Using Requests module to make a POST request to the Instagram API in order to obtain a code which is used later in the OAuth process to get an access token. The code is usually accessed on the client-side as it's provided at the end of the redirect URL.
I have tried using Request's response history method, like this (client ID is altered for this post):
OAuthURL = "https://api.instagram.com/oauth/authorize/?client_id=cb0096f08a3848e67355f&redirect_uri=https://www.smashboarddashboard.com/whathappened&response_type=code"
OAuth_AccessRequest = requests.post(OAuthURL)

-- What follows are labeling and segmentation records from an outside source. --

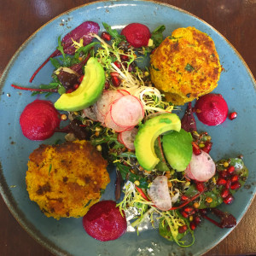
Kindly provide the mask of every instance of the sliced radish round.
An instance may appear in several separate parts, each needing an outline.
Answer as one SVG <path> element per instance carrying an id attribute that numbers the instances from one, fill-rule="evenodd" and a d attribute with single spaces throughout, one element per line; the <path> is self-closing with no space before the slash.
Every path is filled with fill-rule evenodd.
<path id="1" fill-rule="evenodd" d="M 122 95 L 131 95 L 131 93 L 128 90 L 124 89 L 118 90 L 118 91 L 120 92 Z"/>
<path id="2" fill-rule="evenodd" d="M 199 182 L 206 182 L 215 174 L 216 166 L 212 157 L 205 151 L 199 155 L 192 154 L 189 165 L 185 170 L 185 175 Z"/>
<path id="3" fill-rule="evenodd" d="M 95 107 L 96 104 L 93 104 L 92 106 L 83 109 L 83 113 L 84 113 L 83 116 L 85 116 L 93 121 L 97 121 L 98 118 L 97 118 Z"/>
<path id="4" fill-rule="evenodd" d="M 121 127 L 119 125 L 117 125 L 112 119 L 110 111 L 108 112 L 105 120 L 104 120 L 105 125 L 108 128 L 113 129 L 116 132 L 122 132 L 125 131 L 129 127 Z"/>
<path id="5" fill-rule="evenodd" d="M 137 134 L 137 129 L 133 128 L 131 130 L 127 130 L 120 133 L 120 140 L 122 143 L 130 150 L 135 150 L 134 140 Z"/>
<path id="6" fill-rule="evenodd" d="M 123 96 L 118 90 L 105 90 L 97 101 L 97 108 L 102 115 L 106 116 L 111 103 Z"/>
<path id="7" fill-rule="evenodd" d="M 172 208 L 172 200 L 168 189 L 168 178 L 158 176 L 148 189 L 148 195 L 154 206 L 162 211 Z"/>
<path id="8" fill-rule="evenodd" d="M 111 106 L 113 122 L 122 127 L 135 126 L 144 117 L 143 107 L 137 97 L 127 95 L 117 100 Z"/>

ResHistory = OAuth_AccessRequest.history
for resp in ResHistory:
print resp.status_code, resp.url
print OAuth_AccessRequest.status_code, OAuth_AccessRequest.url
But the URLs this returns are not revealing the code number string, instead, the redirect just looks like this:
302 https://api.instagram.com/oauth/authorize/?client_id=cb0096f08a3848e67355f&redirect_uri=https://www.dashboard.com/whathappened&response_type=code
200 https://instagram.com/accounts/login/?force_classic_login=&next=/oauth/authorize/%3Fclient_id%cb0096f08a3848e67355f%26redirect_uri%3Dhttps%3A//www.smashboarddashboard.com/whathappened%26response_type%3Dcode
Where if you do this on the client side, using a browser, code would be replaced with the actual number string.

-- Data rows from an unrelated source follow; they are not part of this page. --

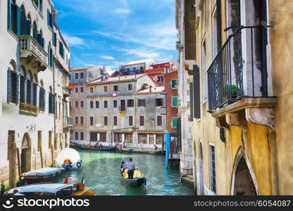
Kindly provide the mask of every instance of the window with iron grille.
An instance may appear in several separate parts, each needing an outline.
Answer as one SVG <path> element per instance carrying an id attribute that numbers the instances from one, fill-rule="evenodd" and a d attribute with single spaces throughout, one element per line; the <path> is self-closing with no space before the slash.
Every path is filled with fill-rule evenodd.
<path id="1" fill-rule="evenodd" d="M 133 117 L 132 116 L 128 117 L 128 125 L 133 126 Z"/>
<path id="2" fill-rule="evenodd" d="M 144 116 L 139 116 L 139 125 L 144 126 Z"/>
<path id="3" fill-rule="evenodd" d="M 211 191 L 216 193 L 215 146 L 210 145 L 210 180 Z"/>
<path id="4" fill-rule="evenodd" d="M 138 99 L 138 107 L 145 107 L 146 106 L 146 100 L 145 99 Z"/>
<path id="5" fill-rule="evenodd" d="M 127 107 L 135 107 L 135 100 L 127 100 Z"/>
<path id="6" fill-rule="evenodd" d="M 163 98 L 156 98 L 155 99 L 155 106 L 163 106 Z"/>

Is there a method or approach I can add to the POST request that will allow me to have access to the actual redirect URL string that appears in the web browser?
It should work in a browser if you are already logged in at Instagram. If you are not logged in you are redirected to a login page:
https://instagram.com/accounts/login/?force_classic_login=&next=/oauth/authorize/%3Fclient_id%3Dcb0096f08a3848e67355f%26redirect_uri%3Dhttps%3A//www.smashboarddashboard.com/whathappened%26response_type%3Dcode
Your Python client is not logged in and so it is also redirected to Instagram's login page as shown by the value of OAuth_AccessRequest.url :
>>> import requests
>>> OAuthURL = "https://api.instagram.com/oauth/authorize/?client_id=cb0096f08a3848e67355f&redirect_uri=https://www.smashboarddashboard.com/whathappened&response_type=code"
>>> OAuth_AccessRequest = requests.get(OAuthURL)
>>> OAuth_AccessRequest
<Response [200]>
>>> OAuth_AccessRequest.url
u'https://instagram.com/accounts/login/?force_classic_login=&next=/oauth/authorize/%3Fclient_id%3Dcb0096f08a3848e67355f%26redirect_uri%3Dhttps%3A//www.smashboarddashboard.com/whathappened%26response_type%3Dcode'
So, to get to the next step, your Python client needs to login. This requires that the client extract and set fields to be posted back to the same URL. It also requires cookies and that the Referer header be properly set. There is a hidden CSRF token that must be extracted from the page (you could use BeautifulSoup for example), and form fields username and password must be set. So you would do something like this:
import requests
from bs4 import BeautifulSoup
OAuthURL = "https://api.instagram.com/oauth/authorize/?client_id=cb0096f08a3848e67355f&redirect_uri=https://www.smashboarddashboard.com/whathappened&response_type=code"
session = requests.session() # use session to handle cookies
OAuth_AccessRequest = session.get(OAuthURL)
soup = BeautifulSoup(OAuth_AccessRequest.content)
form = soup.form
login_data = {form.input.attrs['name'] : form.input['value']}
login_data.update({'username': 'your username', 'password': 'your password'})
headers = {'Referer': OAuth_AccessRequest.url}
login_url = 'https://instagram.com{}'.format(form.attrs['action'])
r = session.post(login_url, data=login_data, headers=headers)
>>> r
<Response [400]>
>>> r.json()
{u'error_type': u'OAuthException', u'code': 400, u'error_message': u'Invalid Client ID'}
Which looks like it will work once provided a valid client ID.
As an alternative, you could look at mechanize which will handle the form submission for you, including the hidden CSRF field:
import mechanize
OAuthURL = "https://api.instagram.com/oauth/authorize/?client_id=cb0096f08a3848e67355f&redirect_uri=https://www.smashboarddashboard.com/whathappened&response_type=code"
br = mechanize.Browser()
br.open(OAuthURL)
br.select_form(nr=0)
br.form['username'] = 'your username'
br.form['password'] = 'your password'
r = br.submit()
response = r.read()
But this doesn't work because the referer header is not being set, however, you could use this method if you can figure out a solution to that.